In 1850 there was a failed attempt in New Mexico to attain statehood. Although there were strongly opposed political factions in New Mexico, most were united in opposing the existing military government, which utilized appointed rather than elected officials. The governor, Col. John Munroe, convened a constitutional assembly in May, which ratified a state constitution by 6,771 votes to 39.
The constitution was adopted on 20 June 1850, and state officers were elected.
Henry Connelly, who was absent from New Mexico at the time, was elected governor and Manuel Alvarez lieutenant-governor.
However, Colonel Munroe forbade the assumption of civil power by the elected officials.
The U.S. Senate passed the Compromise of 1850 bill on September 9, including an act to organize New Mexico as a territorial government, thus overriding the authority of the elected state legislature.

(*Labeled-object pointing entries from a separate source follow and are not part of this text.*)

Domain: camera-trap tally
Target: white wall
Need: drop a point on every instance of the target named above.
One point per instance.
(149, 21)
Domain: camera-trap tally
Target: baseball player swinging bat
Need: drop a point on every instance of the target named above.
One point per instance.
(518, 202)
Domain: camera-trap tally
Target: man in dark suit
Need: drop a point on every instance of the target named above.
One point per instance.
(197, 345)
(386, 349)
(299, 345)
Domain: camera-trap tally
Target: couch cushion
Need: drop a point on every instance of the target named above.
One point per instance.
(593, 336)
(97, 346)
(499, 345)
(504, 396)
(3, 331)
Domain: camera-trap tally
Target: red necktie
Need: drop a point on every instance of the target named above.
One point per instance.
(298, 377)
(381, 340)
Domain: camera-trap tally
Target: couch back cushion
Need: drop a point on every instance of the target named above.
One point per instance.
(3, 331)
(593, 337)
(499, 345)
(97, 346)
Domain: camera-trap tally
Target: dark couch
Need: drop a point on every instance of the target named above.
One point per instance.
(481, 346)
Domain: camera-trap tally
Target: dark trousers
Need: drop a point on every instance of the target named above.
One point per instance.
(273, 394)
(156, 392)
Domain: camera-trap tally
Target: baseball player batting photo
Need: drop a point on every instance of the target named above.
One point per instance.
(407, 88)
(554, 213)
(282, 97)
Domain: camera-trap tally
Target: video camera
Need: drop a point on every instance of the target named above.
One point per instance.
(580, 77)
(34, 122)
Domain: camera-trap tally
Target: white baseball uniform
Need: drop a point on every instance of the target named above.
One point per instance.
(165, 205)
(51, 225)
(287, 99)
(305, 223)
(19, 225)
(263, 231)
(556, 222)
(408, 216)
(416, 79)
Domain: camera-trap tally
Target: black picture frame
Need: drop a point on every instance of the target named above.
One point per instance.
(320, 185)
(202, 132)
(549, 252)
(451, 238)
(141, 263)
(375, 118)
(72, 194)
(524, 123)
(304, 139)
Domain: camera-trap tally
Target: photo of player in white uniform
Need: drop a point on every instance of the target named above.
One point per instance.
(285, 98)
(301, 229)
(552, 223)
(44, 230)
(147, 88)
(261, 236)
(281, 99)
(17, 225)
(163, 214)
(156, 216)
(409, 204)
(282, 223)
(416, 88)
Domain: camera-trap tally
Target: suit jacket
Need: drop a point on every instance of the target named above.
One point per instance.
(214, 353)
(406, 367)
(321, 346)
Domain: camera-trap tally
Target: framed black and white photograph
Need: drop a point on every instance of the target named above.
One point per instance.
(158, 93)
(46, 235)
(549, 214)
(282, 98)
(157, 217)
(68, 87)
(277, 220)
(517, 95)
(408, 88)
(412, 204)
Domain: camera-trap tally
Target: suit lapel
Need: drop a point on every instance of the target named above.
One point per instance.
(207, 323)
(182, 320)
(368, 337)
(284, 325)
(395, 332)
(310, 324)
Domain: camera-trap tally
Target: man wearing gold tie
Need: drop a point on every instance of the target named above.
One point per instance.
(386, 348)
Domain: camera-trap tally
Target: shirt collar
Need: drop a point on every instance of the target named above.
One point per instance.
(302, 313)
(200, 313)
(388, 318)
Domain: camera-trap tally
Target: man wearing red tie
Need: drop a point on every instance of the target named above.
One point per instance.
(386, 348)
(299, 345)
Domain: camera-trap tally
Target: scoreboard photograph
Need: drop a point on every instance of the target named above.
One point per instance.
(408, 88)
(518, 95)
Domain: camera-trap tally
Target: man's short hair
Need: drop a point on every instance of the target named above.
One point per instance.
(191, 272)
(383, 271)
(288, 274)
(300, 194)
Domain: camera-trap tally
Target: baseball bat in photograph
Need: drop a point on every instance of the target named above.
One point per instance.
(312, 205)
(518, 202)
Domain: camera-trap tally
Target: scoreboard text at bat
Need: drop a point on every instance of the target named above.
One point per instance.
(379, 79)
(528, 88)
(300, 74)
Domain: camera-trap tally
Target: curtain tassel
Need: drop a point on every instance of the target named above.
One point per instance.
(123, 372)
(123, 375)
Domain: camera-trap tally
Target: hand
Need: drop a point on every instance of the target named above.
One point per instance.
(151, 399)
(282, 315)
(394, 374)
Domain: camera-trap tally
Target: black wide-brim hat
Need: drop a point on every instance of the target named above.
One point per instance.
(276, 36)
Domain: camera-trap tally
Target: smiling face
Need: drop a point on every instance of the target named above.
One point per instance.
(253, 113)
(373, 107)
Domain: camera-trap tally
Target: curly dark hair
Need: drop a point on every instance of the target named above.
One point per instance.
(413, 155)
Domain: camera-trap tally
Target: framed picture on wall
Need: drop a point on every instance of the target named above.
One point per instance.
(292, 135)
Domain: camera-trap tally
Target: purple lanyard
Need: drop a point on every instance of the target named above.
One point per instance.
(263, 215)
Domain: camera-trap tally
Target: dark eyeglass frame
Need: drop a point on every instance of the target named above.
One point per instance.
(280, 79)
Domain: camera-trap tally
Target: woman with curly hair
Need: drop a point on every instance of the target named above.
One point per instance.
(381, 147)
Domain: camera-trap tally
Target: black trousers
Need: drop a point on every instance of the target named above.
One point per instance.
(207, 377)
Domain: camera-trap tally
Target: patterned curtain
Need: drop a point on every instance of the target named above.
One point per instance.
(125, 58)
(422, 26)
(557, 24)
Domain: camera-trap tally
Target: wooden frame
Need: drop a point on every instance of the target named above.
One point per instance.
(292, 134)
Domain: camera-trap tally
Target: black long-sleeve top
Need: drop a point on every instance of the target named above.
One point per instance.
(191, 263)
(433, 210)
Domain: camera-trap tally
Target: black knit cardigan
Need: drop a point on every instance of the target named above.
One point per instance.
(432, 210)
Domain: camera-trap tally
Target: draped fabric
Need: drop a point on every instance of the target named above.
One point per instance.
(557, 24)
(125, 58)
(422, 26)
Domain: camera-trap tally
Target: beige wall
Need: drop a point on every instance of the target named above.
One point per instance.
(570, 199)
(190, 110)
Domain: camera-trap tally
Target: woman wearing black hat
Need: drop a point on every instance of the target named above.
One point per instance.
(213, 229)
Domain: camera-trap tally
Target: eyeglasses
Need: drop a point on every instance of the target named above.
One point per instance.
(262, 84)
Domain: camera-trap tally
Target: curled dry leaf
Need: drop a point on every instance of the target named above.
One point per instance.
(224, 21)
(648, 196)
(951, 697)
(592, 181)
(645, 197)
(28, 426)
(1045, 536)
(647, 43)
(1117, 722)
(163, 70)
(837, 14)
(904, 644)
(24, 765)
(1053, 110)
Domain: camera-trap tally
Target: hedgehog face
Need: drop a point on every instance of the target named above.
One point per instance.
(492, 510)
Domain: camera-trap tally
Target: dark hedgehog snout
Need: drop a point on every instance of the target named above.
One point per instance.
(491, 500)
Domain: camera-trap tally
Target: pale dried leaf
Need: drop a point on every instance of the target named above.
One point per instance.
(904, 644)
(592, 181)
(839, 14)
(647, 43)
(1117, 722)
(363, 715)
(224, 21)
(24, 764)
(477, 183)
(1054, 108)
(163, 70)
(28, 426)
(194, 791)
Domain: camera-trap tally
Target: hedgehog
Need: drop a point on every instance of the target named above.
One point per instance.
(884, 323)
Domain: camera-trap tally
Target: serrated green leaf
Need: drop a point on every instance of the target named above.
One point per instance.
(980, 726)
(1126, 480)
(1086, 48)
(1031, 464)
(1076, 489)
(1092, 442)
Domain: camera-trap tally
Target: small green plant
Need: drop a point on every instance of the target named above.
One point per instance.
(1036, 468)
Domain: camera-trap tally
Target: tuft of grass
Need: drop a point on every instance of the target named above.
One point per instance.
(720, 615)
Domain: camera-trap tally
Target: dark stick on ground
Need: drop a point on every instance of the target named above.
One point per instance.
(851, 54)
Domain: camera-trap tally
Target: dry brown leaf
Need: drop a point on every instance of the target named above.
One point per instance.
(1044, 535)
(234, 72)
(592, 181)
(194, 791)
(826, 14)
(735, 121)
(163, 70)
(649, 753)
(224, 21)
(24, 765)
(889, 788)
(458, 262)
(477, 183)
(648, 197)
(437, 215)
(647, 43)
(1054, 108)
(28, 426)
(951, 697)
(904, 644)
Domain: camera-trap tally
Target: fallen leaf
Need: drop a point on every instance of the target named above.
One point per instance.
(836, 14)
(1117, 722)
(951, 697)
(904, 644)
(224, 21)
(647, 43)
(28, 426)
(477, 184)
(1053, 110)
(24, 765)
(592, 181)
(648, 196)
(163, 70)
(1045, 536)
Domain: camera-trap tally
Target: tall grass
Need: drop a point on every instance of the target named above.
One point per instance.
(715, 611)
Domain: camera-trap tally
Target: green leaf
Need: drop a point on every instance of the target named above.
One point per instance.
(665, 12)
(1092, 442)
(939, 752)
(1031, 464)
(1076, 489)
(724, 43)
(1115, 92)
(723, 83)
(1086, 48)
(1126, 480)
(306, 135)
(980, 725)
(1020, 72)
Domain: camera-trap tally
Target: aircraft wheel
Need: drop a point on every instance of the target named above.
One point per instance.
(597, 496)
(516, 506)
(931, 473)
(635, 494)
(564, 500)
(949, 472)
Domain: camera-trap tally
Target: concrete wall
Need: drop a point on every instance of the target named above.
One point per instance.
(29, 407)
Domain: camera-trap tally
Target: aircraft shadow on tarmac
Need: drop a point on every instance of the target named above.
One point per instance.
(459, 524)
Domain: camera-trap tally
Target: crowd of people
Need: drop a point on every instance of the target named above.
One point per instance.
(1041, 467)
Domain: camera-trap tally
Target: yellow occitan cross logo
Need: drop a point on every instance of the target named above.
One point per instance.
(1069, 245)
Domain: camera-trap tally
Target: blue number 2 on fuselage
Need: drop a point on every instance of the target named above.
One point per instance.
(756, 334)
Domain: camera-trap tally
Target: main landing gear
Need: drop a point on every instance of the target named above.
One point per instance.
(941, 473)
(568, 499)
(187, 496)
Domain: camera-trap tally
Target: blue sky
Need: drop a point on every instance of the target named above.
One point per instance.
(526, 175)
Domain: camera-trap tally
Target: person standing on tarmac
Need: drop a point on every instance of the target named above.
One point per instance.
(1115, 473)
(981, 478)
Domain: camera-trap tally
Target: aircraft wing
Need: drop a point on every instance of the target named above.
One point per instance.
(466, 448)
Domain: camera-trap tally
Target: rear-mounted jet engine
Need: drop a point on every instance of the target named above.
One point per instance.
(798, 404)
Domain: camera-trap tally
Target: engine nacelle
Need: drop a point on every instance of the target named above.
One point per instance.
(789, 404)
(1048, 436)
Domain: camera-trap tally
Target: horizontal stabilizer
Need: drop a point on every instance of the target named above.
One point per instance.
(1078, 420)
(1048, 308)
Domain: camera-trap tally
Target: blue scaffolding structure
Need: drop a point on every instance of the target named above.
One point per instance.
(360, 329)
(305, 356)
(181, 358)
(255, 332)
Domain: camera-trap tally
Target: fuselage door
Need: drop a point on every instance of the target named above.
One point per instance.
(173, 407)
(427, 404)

==New Mexico Territorial government==
Henry Connelly served consecutively, as the representative for Bernalillo County, in the New Mexico Territorial Legislature, as a member of 3rd - 8th Assemblies (1853–1859). He was an associate in the incorporation of the New Mexican Railway Company in support for construction of a transcontinental railroad via the southern route through New Mexico in 1860.

The book Doniphan's Expedition and the Conquest of New Mexico and California describes Connelly's presidential appointment as governor.

The Federal Territorial officers and the United States Army officers in the Territory had been appointed by President Buchanan. Under the influences which shaped his administration they were in open sympathy with the Southern Confederacy. They had little doubt of their ability to take the Territory over to the South. At the time of the first inauguration of President Lincoln (1861) two men practically controlled the situation in New Mexico,—Dr. Connelly and M. A. Otero, then Territorial Delegate in Congress. ... President Lincoln appointed Dr. Connelly governor ... The administration of Governor Connelly was satisfactory to the people of New Mexico and to President Lincoln, and he was reappointed in 1864.

Connelly was a main force behind the repeal of the New Mexico Slave Act in 1861. He was New Mexico territorial governor when General Sibley executed the New Mexico Campaign of the American Civil War. During the Battle of Valverde, he was at Fort Craig, then moved the territorial capital from Santa Fe to Las Vegas, New Mexico prior to the Confederate occupation of Santa Fe. Connelly was in ill health during a large part of his administration. He was absent from office due to illness for about a half year between the fall 1862 and the spring of 1863, during which Secretary William F.M. Arny acted as governor. He died of an opium overdose on August 12, 1866, in Santa Fe after leaving office, July 16, 1866.